# The Natives Are Restless



## Lee H Sternberg (Jan 27, 2008)

And it isn't even a full moon!:grin:

I had a whole thread vanish recently. I spent hours of time creating a extremely interesting, informative (my opinion) thread that the mods weren't impressed with for some crazy reason.

It broke my heart when it disappeared but did I cry like a baby, NO.:-D


I fought off my pain, licked my wounds and somehow muscled through the rest of the day!#-o](*,):-D


----------



## maggie fraser (May 30, 2008)

Lee H Sternberg said:


> And it isn't even a full moon!:grin:
> 
> I had a whole thread vanish recently.
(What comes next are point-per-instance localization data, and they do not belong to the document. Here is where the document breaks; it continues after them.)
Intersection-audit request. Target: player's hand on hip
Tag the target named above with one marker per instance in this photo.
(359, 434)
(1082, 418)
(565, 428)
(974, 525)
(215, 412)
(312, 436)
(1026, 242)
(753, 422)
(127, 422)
I spent hours of time creating a extremely interesting, informative (my opinion) thread that the mods weren't impressed with for some crazy reason.
> 
> ...


----------



## Connie Sutherland (Mar 27, 2006)

I took it.

I wanted to frame it and hang it in a place of honor with that special lighting like at the Louvre.

When it's ready, you can come see it. 

From behind a protective barrier. Also like at the Louvre.


----------



## Timothy Stacy (Jan 29, 2009)

Lee H Sternberg said:


> but did I cry like a baby, NO.:-D


Now you have :-D


----------



## Lee H Sternberg (Jan 27, 2008)

Connie Sutherland said:


> I took it.
> 
> I wanted to frame it and hang it in a place of honor with that special lighting like at the Louvre.
> 
> ...



I knew someone must have recognized what a well thought out, true masterpiece it was. Thanks for giving it the respect it deserved, Connie!:-D


----------



## maggie fraser (May 30, 2008)

Now that those creative juices are flowing Lee...perhaps you can continue your creations with such vivid interpretation, such is the tapestry of life. After all, there is no point in crying over spilt milk now is there.

Take the bull by the horns, and carve us another masterpiece.


----------



## Lee H Sternberg (Jan 27, 2008)

maggie fraser said:


> Now that those creative juices are flowing Lee...perhaps you can continue your creations with such vivid interpretation, such is the tapestry of life. After all, there is no point in crying over spilt milk now is there.
> 
> Take the bull by the horns, and carve us another masterpiece.


The mods have made me super gun shy. See how they reacted to a well intentioned, warmhearted, innocent thread like the last one I posted.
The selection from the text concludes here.